The MG11 H2 is 30 m long, weighs 39 tonnes and has a maximum speed of 60 km/h. It can work more than one full shift, including travelling to and from the work site, with one tank of hydrogen.
The Austrian company can also source and deliver hydrogen to the customer should that be requested, Binder added, noting that hydrogen supply infrastructure was ‘developing rapidly’ and was ‘tightly regulated and as safe as refuelling diesel’. Refuelling takes around 30 min, which is a significant advantage over purely battery powered plant.
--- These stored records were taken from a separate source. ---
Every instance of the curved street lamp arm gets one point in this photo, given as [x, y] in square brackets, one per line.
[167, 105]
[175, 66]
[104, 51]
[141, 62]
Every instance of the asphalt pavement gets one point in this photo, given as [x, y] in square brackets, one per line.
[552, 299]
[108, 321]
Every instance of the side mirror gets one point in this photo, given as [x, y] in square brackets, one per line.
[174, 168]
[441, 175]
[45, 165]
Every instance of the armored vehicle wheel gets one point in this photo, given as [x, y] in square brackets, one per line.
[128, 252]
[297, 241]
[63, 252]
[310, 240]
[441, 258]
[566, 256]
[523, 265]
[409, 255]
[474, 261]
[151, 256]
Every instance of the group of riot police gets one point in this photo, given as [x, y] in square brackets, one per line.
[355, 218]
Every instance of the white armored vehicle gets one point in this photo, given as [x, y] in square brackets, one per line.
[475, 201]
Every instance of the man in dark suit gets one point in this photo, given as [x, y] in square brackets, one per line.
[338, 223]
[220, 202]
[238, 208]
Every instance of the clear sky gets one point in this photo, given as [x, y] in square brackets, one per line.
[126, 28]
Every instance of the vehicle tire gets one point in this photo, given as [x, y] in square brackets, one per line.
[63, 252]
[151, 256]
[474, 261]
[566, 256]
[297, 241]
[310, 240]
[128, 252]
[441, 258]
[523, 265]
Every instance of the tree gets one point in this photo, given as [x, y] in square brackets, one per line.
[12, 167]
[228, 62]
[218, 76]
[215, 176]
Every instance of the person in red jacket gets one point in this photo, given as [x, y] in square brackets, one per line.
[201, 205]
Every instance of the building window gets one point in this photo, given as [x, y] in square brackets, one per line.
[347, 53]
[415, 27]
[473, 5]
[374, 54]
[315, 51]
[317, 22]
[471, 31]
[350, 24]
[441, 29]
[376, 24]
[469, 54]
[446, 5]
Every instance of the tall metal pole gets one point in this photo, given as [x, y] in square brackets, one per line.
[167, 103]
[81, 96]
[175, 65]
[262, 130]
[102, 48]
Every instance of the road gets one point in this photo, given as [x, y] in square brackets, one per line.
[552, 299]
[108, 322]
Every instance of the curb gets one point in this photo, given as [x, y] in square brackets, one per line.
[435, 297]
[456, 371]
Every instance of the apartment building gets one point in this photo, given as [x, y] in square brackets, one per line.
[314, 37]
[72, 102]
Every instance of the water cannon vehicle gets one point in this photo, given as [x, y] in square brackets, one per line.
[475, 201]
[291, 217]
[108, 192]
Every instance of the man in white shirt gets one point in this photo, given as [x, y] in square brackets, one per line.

Linsinger said the technology is scalable to all the milling machine types in its portfolio, and it expects to launch a larger version by 2024 which would be powered by two fuel cell powerpacks. Customers would also be offered the option to order bi- or tri-mode machines in a combination of hydrogen, battery, overhead electric and diesel power sources.
The company also has a 30% stake in tamping machine manufacturer System7, and that business was also looking at hydrogen power for on-track plant, Holleis reported.
‘We have to start delivering zero-emission machines now, as they will have a service life of 20 to 30 years, so diesel is already not a good option. We are so proud that we have actually built this machine, it’s ready to go — we are no longer just talking about this technology’, he emphasised.